Sabe la multiprocesada expresidenta que su esperanza de librarse de las causas judiciales que la acosan dependerá cada vez más del resultado de ese acto electoral. No era esa su estrategia inicial. Imaginaba que el mero acceso a la Casa Rosada de su delfín iba a poner un punto final a sus penurias en los tribunales. Pero no ha sido así. Más allá de algunas victorias parciales, la decisión de la Corte Suprema de ratificar una condena contra Amado Boudou; la confirmación judicial de la constitucionalidad de la ley del arrepentido, que permitió avalar los testimonios de 31 imputados colaboradores en la causa de los cuadernos de las coimas; el hecho de que ocho causas judiciales en las que ella se halla procesada estén listas para avanzar hacia el juicio oral, al igual que los millonarios embargos en su contra y las empresas familiares intervenidas, dan cuenta de que su situación judicial dista de ser favorable.
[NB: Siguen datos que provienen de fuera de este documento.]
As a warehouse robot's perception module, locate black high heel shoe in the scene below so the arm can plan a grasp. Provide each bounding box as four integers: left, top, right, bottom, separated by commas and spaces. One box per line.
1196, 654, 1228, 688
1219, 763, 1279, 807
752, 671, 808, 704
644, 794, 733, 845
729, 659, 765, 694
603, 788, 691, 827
Sobran en el kirchnerismo proyectos tendientes a domesticar a los jueces, pero ninguno puede ser impuesto con la velocidad que desearía su jefa. En la Cámara de Diputados, quedó paralizado el proyecto oficial de reforma judicial mediante el cual el oficialismo apuntaba a copar el fuero federal con jueces y fiscales adictos. Tampoco la Justicia ha actuado con la celeridad que el cristinismo esperaba para poner contra las cuerdas a funcionarios del gobierno de Mauricio Macri, y forzar tal vez un intercambio de prisioneros. Si los planes para gestar una Justicia a medida no prosperan, la solución sería una ley general de amnistía como la que podría sancionar el Congreso si el número de bancas kirchneristas creciera significativamente tras las elecciones.
La desesperación que cunde en el cristinismo fue transparentada por Luis D’Elía –hoy bajo arresto domiciliario–, quien le pidió a Alberto Fernández que impulse un aumento del número de miembros de la Corte y designe allí a seis nuevos magistrados. "O metemos una Corte nueva a como dé lugar o, en febrero, Cristina está en cana", afirmó. Detrás del escudo del lawfare, el pensamiento filosófico íntimo del cristinismo quedó patentizado en otra frase del dirigente piquetero: "¿Haber ganado por diez puntos en las elecciones no significa nada? ¿Quién mierda elige a los jueces de la Corte?". Sobran los comentarios.